The last chance you have is to add the new servers to the cluster and instead of adding new shards/replicas to the existing server, setup a new different collection using your new shards and reindex in parallel to this new collection. Then, once your reindex process finished, swap this collection and the old one.
One solution to the problem is to use the "implicit router" when creating your Collection.
Lets say - you have to index all "Audit Trail" data of your application into Solr. New Data gets added every day. You might most probably want to shard by year.

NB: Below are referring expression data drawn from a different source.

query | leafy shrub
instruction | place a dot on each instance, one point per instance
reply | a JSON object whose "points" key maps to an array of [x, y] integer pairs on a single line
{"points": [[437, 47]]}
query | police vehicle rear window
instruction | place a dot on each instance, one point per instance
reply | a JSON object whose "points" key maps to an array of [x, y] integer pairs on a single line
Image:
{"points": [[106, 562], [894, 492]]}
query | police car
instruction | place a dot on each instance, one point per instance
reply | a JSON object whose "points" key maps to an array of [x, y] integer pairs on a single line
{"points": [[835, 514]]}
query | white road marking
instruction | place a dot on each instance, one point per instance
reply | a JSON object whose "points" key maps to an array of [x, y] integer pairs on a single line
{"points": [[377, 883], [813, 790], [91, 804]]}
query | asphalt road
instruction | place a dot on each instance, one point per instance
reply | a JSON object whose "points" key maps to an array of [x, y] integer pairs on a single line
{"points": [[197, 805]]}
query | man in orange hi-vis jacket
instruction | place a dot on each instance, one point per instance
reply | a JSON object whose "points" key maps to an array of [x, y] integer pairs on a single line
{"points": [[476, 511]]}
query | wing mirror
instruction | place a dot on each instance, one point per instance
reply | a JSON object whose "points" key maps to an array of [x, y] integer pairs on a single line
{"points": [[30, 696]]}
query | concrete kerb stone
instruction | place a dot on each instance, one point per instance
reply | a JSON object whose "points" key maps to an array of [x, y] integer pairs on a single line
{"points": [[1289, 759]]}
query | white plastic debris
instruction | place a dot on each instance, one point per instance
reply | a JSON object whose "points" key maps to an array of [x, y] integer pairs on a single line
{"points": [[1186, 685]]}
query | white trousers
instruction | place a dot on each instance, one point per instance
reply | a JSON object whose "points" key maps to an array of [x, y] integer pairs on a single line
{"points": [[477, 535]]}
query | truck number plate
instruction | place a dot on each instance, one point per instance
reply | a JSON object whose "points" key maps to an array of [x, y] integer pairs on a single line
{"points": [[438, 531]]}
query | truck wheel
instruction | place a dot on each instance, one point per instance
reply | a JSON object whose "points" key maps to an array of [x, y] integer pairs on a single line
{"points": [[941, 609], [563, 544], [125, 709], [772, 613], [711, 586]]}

You could do something like the below during the initial setup of your collection:
admin/collections?
action=CREATE&
name=AuditTrailIndex&
router.name=implicit&
shards=2010,2011,2012,2013,2014&
router.field=year
The above command:
a) Creates 5 shards - one each for the current and the last 4 years 2010,2011,2012,2013,2014
b) Routes data to the correct shard based on the value of the "year" field (specified as router.field)
In December 2014, you might add a new shard in preparation for 2015 using the CREATESHARD API (part of the Collections API) - Do something like:
/admin/collections?
action=CREATESHARD&
shard=2015&
collection=AuditTrailIndex
The above command creates a new shard on the same collection.
When its 2015, all data will get automatically indexed into the "2015" shard assuming your data has the "year" field populated correctly to 2015.
In 2015, if you think you don't need the 2010 shard (based on your data retention requirements) - you could always use the DELETESHARD API to do so:
/admin/collections?
action=DELETESHARD&
shard=2015&
collection=AuditTrailIndex
P.S. This solution only works if you used the "implicit router" when creating your collection. Does NOT work when you use the default "compositeId router" - i.e. collections created with the numshards parameter.
This feature is truly a game changer - allows shards to be added dynamically based on growing demands of your business.